Uzun yıllardır yurt dışına makine ihraç eden bir üretici olarak, yurt dışında Türk makinelerine olan yaklaşımı nasıl değerlendirirsiniz? Eksikliklerimiz var ise bunları nasıl giderebiliriz?

İnovasyon, kalite, mühendislik kültürü gelişmiş ülkeler ve pazarlar, sektörümüzün hedef pazarlarıdır. Makine imalat sektörü, Türkiye’nin ihracatında en büyük ikinci sektördür. Türk makineleri, 222 ülkeye ihraç ediliyor. Türkiye, Avrupa’nın en büyük altıncı makine imalatçısıdır ve makine imalatında Ar-Ge çalışmalarıyla Endüstri 4.0 süreçlerine de hızla uyum sağlıyoruz.
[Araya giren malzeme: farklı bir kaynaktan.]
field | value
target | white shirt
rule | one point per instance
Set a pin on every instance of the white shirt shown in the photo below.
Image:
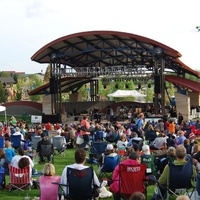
(18, 133)
(79, 167)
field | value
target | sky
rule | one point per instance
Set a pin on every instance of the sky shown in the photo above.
(28, 25)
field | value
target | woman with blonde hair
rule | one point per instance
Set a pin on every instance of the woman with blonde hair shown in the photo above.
(47, 189)
(10, 152)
Sektör olarak daha kaliteli, CE standartlarına uygun üretim yapabilir, servis ve bakım hizmetlerimizle ön plana çıkabilirsek, yurt dışında Türk markalarını daha çok görebiliriz. Yüksek teknolojiye sahip bir makine sektörü, Türkiye için kaçınılmazdır. Kalite bilinci, gelişmiş yan sanayi, mühendislik becerileri ve yeniliklere çabuk uyum sağlayabilen genç iş gücü ile Türkiye, makine imalat sektöründe bence oldukça avantajlı durumda bulunuyor.
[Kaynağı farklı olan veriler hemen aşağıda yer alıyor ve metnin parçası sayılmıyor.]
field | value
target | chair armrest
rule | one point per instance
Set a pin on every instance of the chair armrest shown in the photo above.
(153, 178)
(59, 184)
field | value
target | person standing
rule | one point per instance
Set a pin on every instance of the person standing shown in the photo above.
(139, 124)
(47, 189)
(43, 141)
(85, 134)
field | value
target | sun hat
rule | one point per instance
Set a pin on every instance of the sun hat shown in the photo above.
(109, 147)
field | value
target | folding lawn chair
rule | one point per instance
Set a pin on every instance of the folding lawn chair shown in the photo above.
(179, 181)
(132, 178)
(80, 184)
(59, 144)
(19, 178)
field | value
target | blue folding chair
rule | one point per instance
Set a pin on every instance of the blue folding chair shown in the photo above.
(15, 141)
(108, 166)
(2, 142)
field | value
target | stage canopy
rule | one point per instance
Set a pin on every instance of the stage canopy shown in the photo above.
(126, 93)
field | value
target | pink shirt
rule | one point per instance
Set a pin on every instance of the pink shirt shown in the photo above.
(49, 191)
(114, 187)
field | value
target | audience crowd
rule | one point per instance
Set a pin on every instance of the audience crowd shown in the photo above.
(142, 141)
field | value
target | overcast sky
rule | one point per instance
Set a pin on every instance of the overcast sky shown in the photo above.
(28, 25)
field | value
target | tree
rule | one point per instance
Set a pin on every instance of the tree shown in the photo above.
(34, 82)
Son olarak, Dirinler Makina’nın orta ve uzun vadeli gelecek stratejileri nedir? Yerel ve küreselde Dirinler Makina için hedeflerinizi öğrenebilir miyiz?
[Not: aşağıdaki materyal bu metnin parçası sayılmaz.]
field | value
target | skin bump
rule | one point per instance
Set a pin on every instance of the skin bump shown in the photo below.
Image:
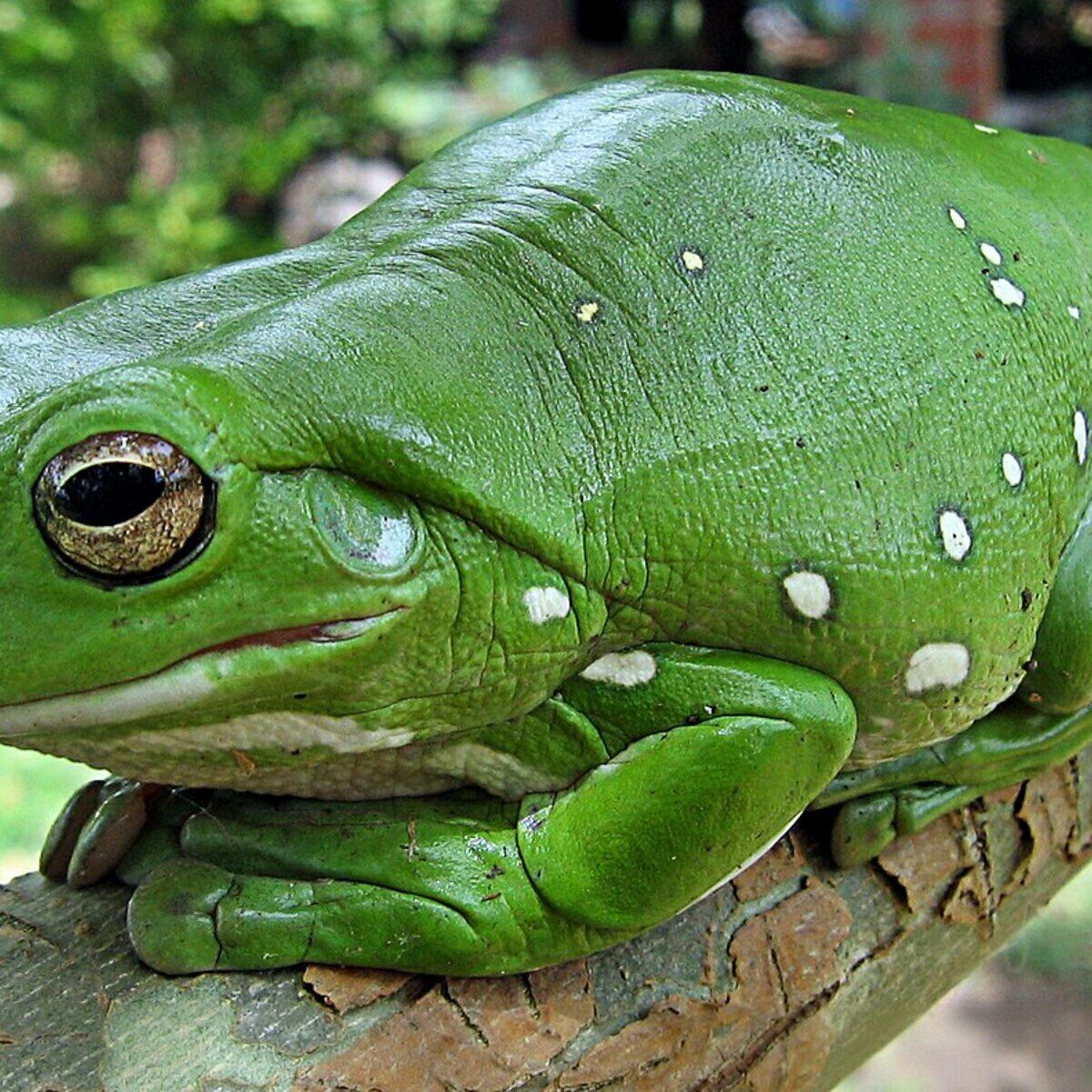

Dirinler Makina bir aile şirketi olarak kurulmuş ancak yıllar içinde kurumsallaşma yolunda ilerleyen, profesyonel idari kadrosuyla kendisini uzun yıllar devam ettirecek bir firmadır. Yalın üretimi entegre ederek, en az maliyetle kaliteli ve hızlı üretim yapmak için çalışmalarımız devam ediyor. Gelecek için hedefimiz, adet ve ciro yükselterek büyümek değil, katma değerli teknoloji ve otomasyon üniteleri üreterek büyümektir. Bizce üretim, ekonomilerin bel kemiğidir ve makine de üretimi destekleyen sanayi olduğu için ülkelerin teşvik etmek için özel politikalar geliştirdiği sektör olmalıdır. Ekonomide katma değeri çoğaltmak ve dışa bağımlılığı azaltmak için yerli teknolojiler ve makinelerin desteklenmesi gerektiğine inanıyorum.